Global land cover maps show poor agreement due to different definitions
of cover types and inconsistent sources of data (de Fries and Townshend,
1994). Land cover changes are difficult to document, uncertainties are
large, and historical data are sparse. Satellite imagery is a valuable
tool for estimating land cover, despite problems with cloud cover, changes
at fine spatial scales, and interpretation (for example, difficulties
in distinguishing primary and secondary forest). Aerial photography and
ground measurements can be used to validate satellite-based observations.
The carbon density of vegetation and soils has been measured in numerous
ecological field studies that have been aggregated to a global scale to
assess carbon stocks and NPP (e.g., Atjay et al., 1979; Olson et al.,
1983; Saugier and Roy, 2001; Table 3.2), although high spatial and temporal
heterogeneity and methodological differences introduce large uncertainties.

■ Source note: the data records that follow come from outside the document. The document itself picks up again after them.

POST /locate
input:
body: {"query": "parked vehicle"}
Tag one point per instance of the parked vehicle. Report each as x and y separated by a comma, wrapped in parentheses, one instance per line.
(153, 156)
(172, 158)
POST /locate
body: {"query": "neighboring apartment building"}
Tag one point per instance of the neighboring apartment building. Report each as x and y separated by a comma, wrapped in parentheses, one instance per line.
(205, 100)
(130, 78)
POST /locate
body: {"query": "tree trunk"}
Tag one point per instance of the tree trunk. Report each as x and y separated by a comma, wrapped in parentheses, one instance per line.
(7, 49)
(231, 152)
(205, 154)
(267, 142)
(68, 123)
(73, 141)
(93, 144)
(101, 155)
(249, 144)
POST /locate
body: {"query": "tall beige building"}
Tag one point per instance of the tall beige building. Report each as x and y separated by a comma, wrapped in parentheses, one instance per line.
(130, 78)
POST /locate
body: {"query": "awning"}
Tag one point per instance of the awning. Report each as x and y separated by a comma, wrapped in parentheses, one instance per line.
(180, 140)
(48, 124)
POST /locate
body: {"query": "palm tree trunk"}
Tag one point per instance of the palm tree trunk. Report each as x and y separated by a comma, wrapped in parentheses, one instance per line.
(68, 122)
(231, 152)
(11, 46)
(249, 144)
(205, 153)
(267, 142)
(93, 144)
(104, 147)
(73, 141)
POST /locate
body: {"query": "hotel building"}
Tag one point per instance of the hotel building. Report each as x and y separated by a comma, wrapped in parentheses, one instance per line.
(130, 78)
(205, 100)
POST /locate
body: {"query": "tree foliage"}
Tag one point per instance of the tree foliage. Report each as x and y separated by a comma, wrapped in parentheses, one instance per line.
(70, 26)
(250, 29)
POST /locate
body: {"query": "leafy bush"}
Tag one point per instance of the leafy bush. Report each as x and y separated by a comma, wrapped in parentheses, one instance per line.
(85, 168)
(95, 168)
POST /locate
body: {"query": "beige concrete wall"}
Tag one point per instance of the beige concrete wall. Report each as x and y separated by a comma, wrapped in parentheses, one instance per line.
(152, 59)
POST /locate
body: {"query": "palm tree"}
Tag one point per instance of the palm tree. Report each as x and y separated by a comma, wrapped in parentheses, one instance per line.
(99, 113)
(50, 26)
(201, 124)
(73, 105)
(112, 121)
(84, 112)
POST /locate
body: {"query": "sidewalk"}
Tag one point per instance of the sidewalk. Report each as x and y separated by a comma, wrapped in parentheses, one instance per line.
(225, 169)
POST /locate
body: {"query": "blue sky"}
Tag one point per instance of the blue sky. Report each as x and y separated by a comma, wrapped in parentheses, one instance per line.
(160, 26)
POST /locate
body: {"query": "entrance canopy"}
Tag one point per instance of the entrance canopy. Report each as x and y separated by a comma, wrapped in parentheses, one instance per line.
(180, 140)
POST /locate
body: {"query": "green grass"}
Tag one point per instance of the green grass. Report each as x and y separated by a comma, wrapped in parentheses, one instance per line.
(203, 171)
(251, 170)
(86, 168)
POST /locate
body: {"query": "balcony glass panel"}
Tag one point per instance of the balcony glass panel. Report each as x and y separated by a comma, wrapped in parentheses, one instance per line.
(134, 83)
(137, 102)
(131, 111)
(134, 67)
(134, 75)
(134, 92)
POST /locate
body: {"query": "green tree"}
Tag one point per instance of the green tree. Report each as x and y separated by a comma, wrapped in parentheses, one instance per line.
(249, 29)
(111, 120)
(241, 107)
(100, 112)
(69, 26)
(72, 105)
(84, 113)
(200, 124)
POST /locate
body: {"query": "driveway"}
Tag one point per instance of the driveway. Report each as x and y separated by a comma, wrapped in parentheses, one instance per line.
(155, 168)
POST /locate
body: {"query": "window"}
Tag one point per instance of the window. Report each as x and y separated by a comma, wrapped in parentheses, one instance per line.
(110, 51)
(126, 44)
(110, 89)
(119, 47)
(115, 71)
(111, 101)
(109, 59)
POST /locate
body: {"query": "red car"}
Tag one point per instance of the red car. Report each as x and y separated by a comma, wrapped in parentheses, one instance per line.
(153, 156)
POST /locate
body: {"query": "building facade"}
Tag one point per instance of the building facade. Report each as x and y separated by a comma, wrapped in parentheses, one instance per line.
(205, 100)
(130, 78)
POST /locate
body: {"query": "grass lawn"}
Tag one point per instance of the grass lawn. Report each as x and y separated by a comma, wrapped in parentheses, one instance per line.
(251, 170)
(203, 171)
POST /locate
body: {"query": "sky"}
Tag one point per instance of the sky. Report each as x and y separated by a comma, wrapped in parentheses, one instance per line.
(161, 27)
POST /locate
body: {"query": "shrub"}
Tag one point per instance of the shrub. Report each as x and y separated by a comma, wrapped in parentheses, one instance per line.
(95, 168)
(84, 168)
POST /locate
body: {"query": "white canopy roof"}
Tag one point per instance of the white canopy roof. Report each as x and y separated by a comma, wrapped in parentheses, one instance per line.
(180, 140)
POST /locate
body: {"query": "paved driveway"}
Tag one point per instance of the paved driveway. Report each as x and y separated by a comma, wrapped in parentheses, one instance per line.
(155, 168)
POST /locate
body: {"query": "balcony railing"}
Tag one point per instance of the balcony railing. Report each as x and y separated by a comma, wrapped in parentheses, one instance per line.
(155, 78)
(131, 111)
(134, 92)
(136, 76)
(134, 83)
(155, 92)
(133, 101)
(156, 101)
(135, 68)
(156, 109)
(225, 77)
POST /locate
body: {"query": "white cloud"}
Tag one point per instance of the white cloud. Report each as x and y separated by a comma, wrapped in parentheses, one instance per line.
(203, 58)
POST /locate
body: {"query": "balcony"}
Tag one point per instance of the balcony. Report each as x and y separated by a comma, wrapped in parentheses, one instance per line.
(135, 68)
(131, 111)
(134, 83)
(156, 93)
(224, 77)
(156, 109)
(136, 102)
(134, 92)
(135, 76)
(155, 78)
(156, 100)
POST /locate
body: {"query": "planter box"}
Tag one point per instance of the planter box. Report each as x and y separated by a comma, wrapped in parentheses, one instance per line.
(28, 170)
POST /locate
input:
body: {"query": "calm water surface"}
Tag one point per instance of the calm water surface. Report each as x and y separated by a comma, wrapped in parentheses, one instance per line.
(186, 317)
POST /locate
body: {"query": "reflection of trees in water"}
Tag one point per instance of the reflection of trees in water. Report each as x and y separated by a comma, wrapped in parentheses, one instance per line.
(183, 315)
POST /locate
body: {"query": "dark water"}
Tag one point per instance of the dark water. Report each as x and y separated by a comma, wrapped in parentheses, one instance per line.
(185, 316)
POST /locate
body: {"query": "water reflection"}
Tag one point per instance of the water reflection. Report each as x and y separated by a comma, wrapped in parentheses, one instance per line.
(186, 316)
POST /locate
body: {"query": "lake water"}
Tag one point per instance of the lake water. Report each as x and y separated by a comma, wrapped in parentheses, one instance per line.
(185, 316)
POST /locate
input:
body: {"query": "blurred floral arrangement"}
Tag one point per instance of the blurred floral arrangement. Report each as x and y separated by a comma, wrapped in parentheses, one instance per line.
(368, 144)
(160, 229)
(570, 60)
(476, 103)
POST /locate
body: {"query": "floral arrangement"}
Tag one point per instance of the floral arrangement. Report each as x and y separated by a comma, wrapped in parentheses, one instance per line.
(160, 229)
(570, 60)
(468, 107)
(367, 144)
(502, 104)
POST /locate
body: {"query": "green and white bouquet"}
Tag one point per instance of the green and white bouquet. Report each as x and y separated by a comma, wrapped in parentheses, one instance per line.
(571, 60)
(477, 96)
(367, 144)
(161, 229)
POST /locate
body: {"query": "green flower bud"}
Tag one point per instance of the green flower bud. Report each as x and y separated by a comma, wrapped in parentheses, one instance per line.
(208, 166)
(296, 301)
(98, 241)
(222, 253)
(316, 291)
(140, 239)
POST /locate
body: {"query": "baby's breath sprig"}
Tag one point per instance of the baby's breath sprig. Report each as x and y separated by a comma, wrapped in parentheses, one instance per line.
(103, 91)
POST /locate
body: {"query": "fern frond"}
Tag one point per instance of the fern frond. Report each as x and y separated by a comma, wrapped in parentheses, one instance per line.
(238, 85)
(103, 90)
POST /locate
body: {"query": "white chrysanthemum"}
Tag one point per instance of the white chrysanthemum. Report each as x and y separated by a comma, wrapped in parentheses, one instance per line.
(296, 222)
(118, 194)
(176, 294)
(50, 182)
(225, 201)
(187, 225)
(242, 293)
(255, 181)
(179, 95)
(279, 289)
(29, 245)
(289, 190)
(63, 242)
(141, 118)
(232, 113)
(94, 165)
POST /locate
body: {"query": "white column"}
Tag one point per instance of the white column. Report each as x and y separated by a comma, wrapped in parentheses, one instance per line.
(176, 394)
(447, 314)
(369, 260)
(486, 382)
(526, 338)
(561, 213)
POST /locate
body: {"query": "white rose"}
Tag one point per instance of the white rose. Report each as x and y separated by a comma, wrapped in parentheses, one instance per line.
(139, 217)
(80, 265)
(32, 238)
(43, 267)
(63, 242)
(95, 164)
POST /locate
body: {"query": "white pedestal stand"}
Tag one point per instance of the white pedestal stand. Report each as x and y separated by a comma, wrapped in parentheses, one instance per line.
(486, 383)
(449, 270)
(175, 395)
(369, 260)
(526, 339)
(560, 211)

Land inventory studies tend to measure the carbon stocks in vegetation
and soils over larger areas and/or longer time periods. For example, the
United Nations Food and Agricultural Organisation (FAO) has been compiling
forest inventories since 1946 providing detailed data on carbon stocks,
often based on commercial wood production data. Inventory studies include
managed forests with mixed age stands, thus average carbon stock values
are often lower than those based on ecological site studies, which have
generally been carried out in relatively undisturbed, mature ecosystems.
Fluxes of carbon can be estimated from changes in inventoried carbon stocks
(e.g., UN-ECE/FAO, 2000), or from combining data on land-use change with
methods to calculate changes in carbon stock (e.g., Houghton, 1999). The
greatest uncertainty in both methods is in estimating the fate of the
carbon: the fraction which is burned, rates of decomposition, the effect
of burning and harvesting on soil carbon, and subsequent land management.
Ecosystem-atmosphere CO2 exchange on short time-scales can
be measured using micrometeorological techniques such as eddy covariance,
which relies on rapidly responding sensors mounted on towers to resolve
the net flux of CO2 between a patch of land and the atmosphere
(Baldocchi et al., 1988). The annual integral of the measured CO2
exchange is approximately equivalent to NEP (Wofsy et al., 1993; Goulden
et. al, 1996; Aubinet et al., 2000). This innovation has led to the establishment
of a rapidly expanding network of long-term monitoring sites (FLUXNET)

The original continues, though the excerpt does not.